Westminster has been reeling from an expenses scandal that shows no sign of ending. MPs have been claiming for duck-ponds, moat cleaning, second homes no-where near their constituencies, teddy bears and trouser presses. It’s been a shaming experience for a parliament that’s always seen itself as a cut above those corrupt continentals. Yet it’s Labour who are getting the blame more than the Conservatives for this petty corruption and greed. The two main parties have been up to their necks in milking the system, yet Brown is feeling most of the heat.
Most of the problem lies in the contrast in style and perception between Brown and David Cameron. Brown’s cerebral, Cameron’s verbal: one is tainted as ‘ancien regime’, the other represents the new. Cameron is seen as a man of action, Brown as hesitant. This may not be the reality but they are the perceptions. ‘Dour Scotsman’ is proving to be an impossible label for the Prime Minister to shake off.
Up until comparatively recently, Gordon Brown was starting to make a come back. His success at macro-management of economic responses to the global recession and his organisation and direction of the G20 Summit was garnering him plaudits in the international press and brought him to within five/six points of the Tories. He was winning support as someone who didn’t panic during a crisis and played the long game. And then the smallest of incidents tripped him up. Two of his political cronies were uncovered plotting to spread rumours on the web about Tory opponents. The mood of the Press changed overnight. All momentum from the G20 was lost and the ‘Daily Telegraph’ started printing story after story about sleaze in parliament. His fight back collapsed.
The Obama factor has had a negative impact on Gordon Brown too.
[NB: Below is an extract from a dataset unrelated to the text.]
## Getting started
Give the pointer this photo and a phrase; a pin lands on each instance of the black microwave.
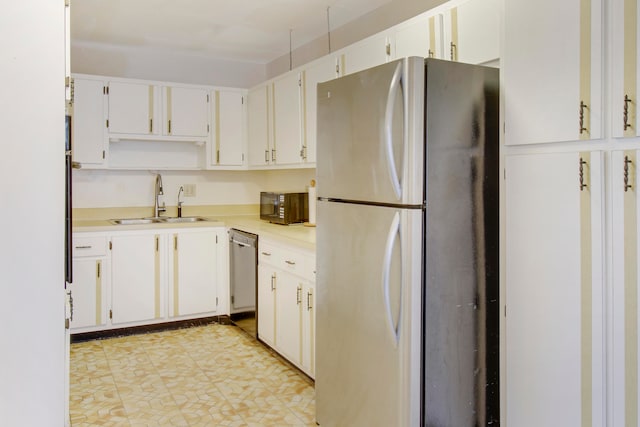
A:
(284, 208)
Obama is young, vibrant and hip in European and British eyes. Brown is not. The contrast is cruel but then politics has never been about fairness. The much vaunted hope that some of Obama’s charisma would rub-off on Brown has not come to fruition; David Cameron, product of an elite background and education looks more likely to benefit from the ‘outsider’ anti-establishment candidate tag than Brown does.
Brown shares a large part of the blame for the depth of the economic recession in the UK. His reliance on ‘light-touch’ and ‘Principle-Based’ regulation, i.e. minimal regulation, had disastrous consequences for the taxpayer after the City gorged itself on its freedoms. A large part of his growth model proved to be illusory – he will leave Britain in debt for years to come and with social justice, a sine-qua non of the Labour Party, as far away in some sectors as it was in 1997 when the Tories were booted out. Yet, Bill Clinton and other ‘Third-Way’ politicians were believed in the same creed and acted in the same manner. He was a product of, as well as a maker of, his times.
The forthcoming European parliamentary elections will see Labour hammered. British voters will swing to the fringe parties, including the fascist BNP. And there will be calls for a swift coup to replace Brown – his allies in the ‘Guardian’ have deserted him. He is in a very lonely place. If Labour tanks spectacularly, the sharks will move in for the kill.
Brown has come out fighting but it’s the fighting of a man being battered against the ropes. His proposed parliamentary reforms may have merits but the electorate doesn’t want to listen. His re-shuffle will replace key personnel with new faces or familiar faces in new roles. He is preparing his responses to the expected electoral calamity. Gordon Brown is no more corrupt than Tony Blair, John Major or any Prime Minister before him; he runs the risk, however, of having his administration scoured with muck of political venality.